Após incontáveis tragédias e sofrimentos, já atingimos um estágio de ampla e crescente consciência da necessidade de buscar e cultivar sistemas de convivência social mais construtivos, mais racionais, mais criativos, mais benfazejos e mais humanos. Mas ainda continuamos subjugados aos velhos sistemas, renovados, é verdade, pelas novíssimas tecnologias, mas que, no fundamental permanecem deletérios, excludentes, egoistas, mistificadores, esbanjadores, corruptos e corruptores, mercenários, açambarcadores, ladrões, corsários, violentos, repressores, militaristas, não raro genocidas, e, enfim, irracionais, desumanos.
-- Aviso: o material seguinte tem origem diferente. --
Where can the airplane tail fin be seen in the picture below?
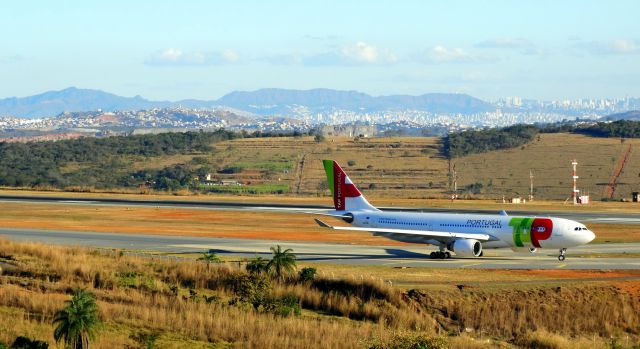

Já estamos cansados de saber que as guerras só trazem desgraças. Já escrevemos milhões de páginas dizendo que as guerras são imorais e indignas da sensibilidade e da inteligência humanas. Já colocamos a guerra fora da lei, como delito internacional, como crime contra a humanidade. A Carta das Nações Unidas de 1945 é o primeiro documento jurídico da história humana com validade universal, posto que subscrito por todas as nações, que veta a guerra como meio de solução de conflitos internacionais, sejam eles quais forem. O nosso lado sadio logrou esta conquista memorável. Mas o nosso lado desumano e ensandecido ainda hoje aposta nos lucros da indústria armamentista, beneficiada com orçamentos gigantescos, que poderiam resolver problemas sociais de bilhões de seres humanos.

Essa é uma luta titânica, cada vez mais decisiva, entre as tendências da civilização e da cultura humana e as investidas pesadas da irracionalidade. Ela pode ser vista diariamente, a cada momento, nos mais diferentes lugares, embora tenha seus centros de maior confronto.

Não é um embate fácil, nem simples. Qualquer reducionismo aqui será um equívoco e qualquer maniqueismo, um desastre. Difícil e complicado é encontrar os melhores caminhos e as soluções mais apropriadas. Nós mesmos, até em nossas mais pias intenções, ora estamos de um lado, ora de outro. E, muitas vezes, nos dividimos internamente e acabamos causando males e penas indizíveis.

As atividades espaciais, entretanto, nos abrem um panorama global macro para avaliar todas estas tendências.

Lá no espaço, nós nos colocamos, querendo ou não, no limite de nossa condição humana, confrontados com o Universo, o que sigifica refletir sobre nosso passado, nosso presente e nosso futuro.

Por isso, lá no espaço, pelo menos até agora, parece bem mais lógico perceber, numa escala incomparável, o quanto é justo e imperioso salvaguardar a dignidade humana e, dentro dela, realçar a diversidade das sociedades humanas e dos seres humanos.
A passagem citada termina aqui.